Mme Brigitte Devésa. - Je remercie le rapporteur pour son travail sur ce rapport qui fait polémique et je fais confiance à toutes celles et à tous ceux qui ont approfondi cette question. Je ne reviens pas sur l'exemple du Royaume-Uni qui vient d'être évoqué par Laurence Muller-Bronn.
Nous ne sommes pas là pour parler idéologie ; nous sommes là pour essayer de répondre aux questions qui se posent. Or il faut être prudent, parce que l'adolescence est une période à la fois cruciale et difficile : on se cherche, on se pose des questions, on est en conflit avec les parents...
Les enfants transgenres doivent faire face à des défis importants, notamment en termes d'acceptation sociale et familiale. Pour la dysphorie de genre, il faut tenir compte de la détresse liée à l'incongruence entre l'identité de genre ressentie et le sexe assigné à la naissance. Je ne parle même pas des risques accrus de troubles mentaux, comme l'anxiété et la dépression. Le plus important est de pouvoir soulager la souffrance des patients.

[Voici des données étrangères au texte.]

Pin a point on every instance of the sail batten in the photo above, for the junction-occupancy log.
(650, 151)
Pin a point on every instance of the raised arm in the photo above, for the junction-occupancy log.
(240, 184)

Le groupe Union Centriste est opposé aux interventions chirurgicales en la matière avant la majorité. En ce qui concerne les traitements hormonaux, nombre de médecins sérieux avertissent sur les problèmes de santé qu'ils peuvent entraîner. Nous suivrons aussi les propositions du rapporteur en ce qui concerne l'article 3 du texte sur la stratégie nationale pour la pédopsychiatrie.
Par conséquent, sous réserve d'une discussion ultérieure, mon groupe votera ce texte.
Mme Anne Souyris. - Le rapport préparatoire à cette proposition de loi a été rédigé par plusieurs sénatrices, mais aussi par deux femmes- Caroline Éliacheff et Céline Masson -, dont le discours est pour le moins idéologique. Par exemple, quand on leur parle d'irréversibilité, elles parlent également du parcours à l'école et des aspects sociaux de la transition.
Ce rapport pose de nombreux problèmes de fond - cela a déjà été mentionné -, mais en plus il est tronqué. Plusieurs personnes auditionnées dans le cadre de ce rapport n'y ont pas retrouvé leurs propos et croyaient qu'il était préparé au nom du Sénat ; certaines ne voulaient même pas revenir en audition... Or, je le rappelle, la préparation de ce document n'a aucunement associé les autres groupes politiques du Sénat. Il y a eu une incompréhension totale quant au statut de ce rapport. C'est un problème démocratique.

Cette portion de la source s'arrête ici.